Trade execution must pass **all** of these gates, in order:

1. `CAP_ALLOW_TRADING=true` — master switch (default off)
2. `CAP_DRY_RUN=false` — dry-run blocks everything
3. `--yes` on the command (when `CAP_REQUIRE_EXPLICIT_CONFIRM=true`)
4. A valid, unexpired preview whose risk checks all passed:
- EPIC is in `CAP_ALLOWED_EPICS`
- size within `CAP_MAX_POSITION_SIZE`, normalized to the broker's min/max/increment dealing rules
- daily order counter under `CAP_MAX_ORDERS_PER_DAY`

There is no way to skip the preview step for positions and working orders — `execute-*` commands only accept a `preview_id`.

**Live trading:** keep `CAP_ENV=demo` until your workflow is proven.

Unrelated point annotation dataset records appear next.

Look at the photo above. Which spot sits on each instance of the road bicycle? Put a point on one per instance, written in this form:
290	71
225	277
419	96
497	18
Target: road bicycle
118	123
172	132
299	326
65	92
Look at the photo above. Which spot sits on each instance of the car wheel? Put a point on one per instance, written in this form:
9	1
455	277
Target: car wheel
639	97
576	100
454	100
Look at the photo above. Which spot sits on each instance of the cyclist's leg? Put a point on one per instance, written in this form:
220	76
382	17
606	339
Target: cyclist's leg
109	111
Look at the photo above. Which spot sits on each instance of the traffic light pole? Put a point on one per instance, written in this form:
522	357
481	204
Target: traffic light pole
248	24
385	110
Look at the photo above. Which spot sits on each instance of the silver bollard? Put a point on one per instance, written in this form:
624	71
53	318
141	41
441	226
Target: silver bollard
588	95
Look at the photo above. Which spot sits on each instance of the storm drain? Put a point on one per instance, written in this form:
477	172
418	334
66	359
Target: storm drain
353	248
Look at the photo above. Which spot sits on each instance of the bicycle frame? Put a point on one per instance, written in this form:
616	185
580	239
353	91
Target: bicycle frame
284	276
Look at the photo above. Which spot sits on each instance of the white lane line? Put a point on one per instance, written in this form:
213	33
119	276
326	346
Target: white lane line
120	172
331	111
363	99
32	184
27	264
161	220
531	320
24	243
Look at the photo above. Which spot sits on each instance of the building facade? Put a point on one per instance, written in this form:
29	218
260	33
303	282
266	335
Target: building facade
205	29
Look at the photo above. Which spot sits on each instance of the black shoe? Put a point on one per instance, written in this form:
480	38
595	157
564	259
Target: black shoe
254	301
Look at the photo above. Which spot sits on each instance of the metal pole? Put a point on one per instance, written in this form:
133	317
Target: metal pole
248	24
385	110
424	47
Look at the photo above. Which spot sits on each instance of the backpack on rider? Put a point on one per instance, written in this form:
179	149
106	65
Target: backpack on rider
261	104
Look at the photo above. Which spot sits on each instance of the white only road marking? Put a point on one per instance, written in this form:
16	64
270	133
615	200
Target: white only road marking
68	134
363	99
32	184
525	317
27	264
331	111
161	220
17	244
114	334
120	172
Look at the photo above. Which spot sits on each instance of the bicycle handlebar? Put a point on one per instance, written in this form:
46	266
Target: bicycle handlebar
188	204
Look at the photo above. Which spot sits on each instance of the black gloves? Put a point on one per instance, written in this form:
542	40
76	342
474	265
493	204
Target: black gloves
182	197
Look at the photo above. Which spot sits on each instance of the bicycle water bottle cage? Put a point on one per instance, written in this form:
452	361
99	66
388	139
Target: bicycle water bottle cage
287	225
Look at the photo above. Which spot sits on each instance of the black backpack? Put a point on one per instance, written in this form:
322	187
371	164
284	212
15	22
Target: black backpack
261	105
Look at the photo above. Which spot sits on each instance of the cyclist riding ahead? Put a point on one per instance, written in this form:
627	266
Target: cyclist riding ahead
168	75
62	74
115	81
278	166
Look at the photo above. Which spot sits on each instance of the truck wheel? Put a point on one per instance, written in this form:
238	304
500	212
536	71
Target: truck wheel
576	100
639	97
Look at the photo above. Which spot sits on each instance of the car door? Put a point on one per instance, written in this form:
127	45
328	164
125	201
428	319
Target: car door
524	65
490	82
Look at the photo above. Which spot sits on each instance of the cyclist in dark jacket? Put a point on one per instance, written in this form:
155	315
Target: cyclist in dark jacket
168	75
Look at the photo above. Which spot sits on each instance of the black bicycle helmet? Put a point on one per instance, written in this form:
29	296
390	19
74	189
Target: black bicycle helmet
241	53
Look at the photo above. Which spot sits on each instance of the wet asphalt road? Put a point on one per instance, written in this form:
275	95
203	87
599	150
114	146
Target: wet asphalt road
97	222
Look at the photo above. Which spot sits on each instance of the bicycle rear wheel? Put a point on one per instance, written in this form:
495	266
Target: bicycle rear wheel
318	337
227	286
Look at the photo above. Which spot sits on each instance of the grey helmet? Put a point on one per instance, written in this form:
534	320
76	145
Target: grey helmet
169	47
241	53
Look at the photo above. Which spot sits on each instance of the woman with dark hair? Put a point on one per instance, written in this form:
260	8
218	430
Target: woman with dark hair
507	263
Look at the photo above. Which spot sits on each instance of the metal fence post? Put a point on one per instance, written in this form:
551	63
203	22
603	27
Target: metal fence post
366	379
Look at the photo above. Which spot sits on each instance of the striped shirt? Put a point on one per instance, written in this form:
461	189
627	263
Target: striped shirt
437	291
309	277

Switching to live requires editing `.env` (or passing `--live`) *and* having trading enabled — the defaults protect you twice.

## Architecture

```
capital_cli/
├── core/ # Capital.com services: config, HTTP client, session,
│ # rate limiter, risk engine, models, errors, WebSocket
└── cli/ # presentation: Typer apps per command group,
# Rich/JSON output, async runner with exit-code mapping
```

The `cli/` layer never talks to the API directly — every command parses arguments, calls a `core` service, and renders the result. All risk validation lives in `core/risk.py`, so safety rules cannot be bypassed by output or argument handling.

## Development

```bash
pip install -e ".[dev]"
pytest -q # full test suite
ruff check . # lint
mypy capital_cli/cli # type-check the CLI layer
```

An opt-in end-to-end suite runs against the real demo API (credentials required):

```bash
CAPCTL_E2E=1 pytest tests/e2e -m e2e -v
```

Tests mock the HTTP and WebSocket layers — no network or credentials needed.

## Documentation

- [Getting started from zero](docs/getting-started.md) — account, API key, install, first trade
- [Practical use cases](docs/use-cases.md) — what people actually do with capctl, with copy-pasteable scenarios
- [Troubleshooting](docs/troubleshooting.md) — common errors and exit codes
- [Contributing](CONTRIBUTING.md) — dev setup and conventions

## License

Apache License 2.0 — see [LICENSE](LICENSE) and [NOTICE](NOTICE).

Licensed under the Apache License, Version 2.0. You may obtain a copy at
. Unless required by applicable law
or agreed to in writing, software distributed under the License is distributed
on an "AS IS" BASIS, WITHOUT WARRANTIES OR CONDITIONS OF ANY KIND.